The Rise of the Tribes (CNU Lecture Series)

Cascadia National University, Lecture Hall, January 2518

So, today we're going to delve a little more into the Fall of the American Empire, because when one talks about how an empire falls, it can be easy to ignore the forest for the trees. Even that phrase had less connotations to an American than it does to us, for example.

To an American, the phrase simply meant focusing on a particular isolated piece rather than noticing that there were a lot of that one piece around. An American would have had no concept of the idea of overlooking an incredibly valuable long term asset in favor of destroying it for quick profit.

Now, profits lead to treasure. The cults and elite groups that held the empire in check thought they had solved the age old problem of treasure by simply claiming that their wealth did not exist. But around the world, people saw the standards of living. They saw the treasure, and they wanted the treasure.

So, what does any group without money do when they want it? They go where the money is. Of course, those at the top, assuming their own families were taken care of, assumed that the influx of cheap labor could only be a good thing. Due to air travel, which was extremely common among wealthy citizens at the time, they actually believed that every country was pretty much exactly the same, because they were treated the same everywhere they went. They claimed that they were "Citizens of the World" with no loyalty except to the goodness and equality of all mankind. (It is worth noting that many of these patricians lived in opulence, and strongly believed that the sacrifices to bring about their world would be paid by someone else.)

So, as the great American roads fell apart, natural physical barriers began to reassert themselves. Despite the American attempt to stem the tide of people looking for their piece of the world's treasure, man-made barriers proved no match for the natural world's ability to stop man in his tracks. People began to rely on neighbors. Some neighbors became family. And families started looking out for themselves.

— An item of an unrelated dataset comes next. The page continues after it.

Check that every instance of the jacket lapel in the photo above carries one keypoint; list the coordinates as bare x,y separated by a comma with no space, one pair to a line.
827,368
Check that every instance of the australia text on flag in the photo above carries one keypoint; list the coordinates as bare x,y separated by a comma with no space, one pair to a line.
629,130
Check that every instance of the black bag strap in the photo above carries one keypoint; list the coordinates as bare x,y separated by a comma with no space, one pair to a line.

American Cult Leaders greatly encouraged this kind of tribalism, because they believed it would lead them to even greater cult power. The idea was that if every group could be neatly divided, eventually a messiah would appear who appealed to ALL of them. This savior would of course, lead America to heaven, where awaited Angels and Demons, as well as an endless supply of Consumer goods.

Consumer goods? Oh... that's next time.

[video:https://www.youtube.com/watch?v=f2Aco73B4L0]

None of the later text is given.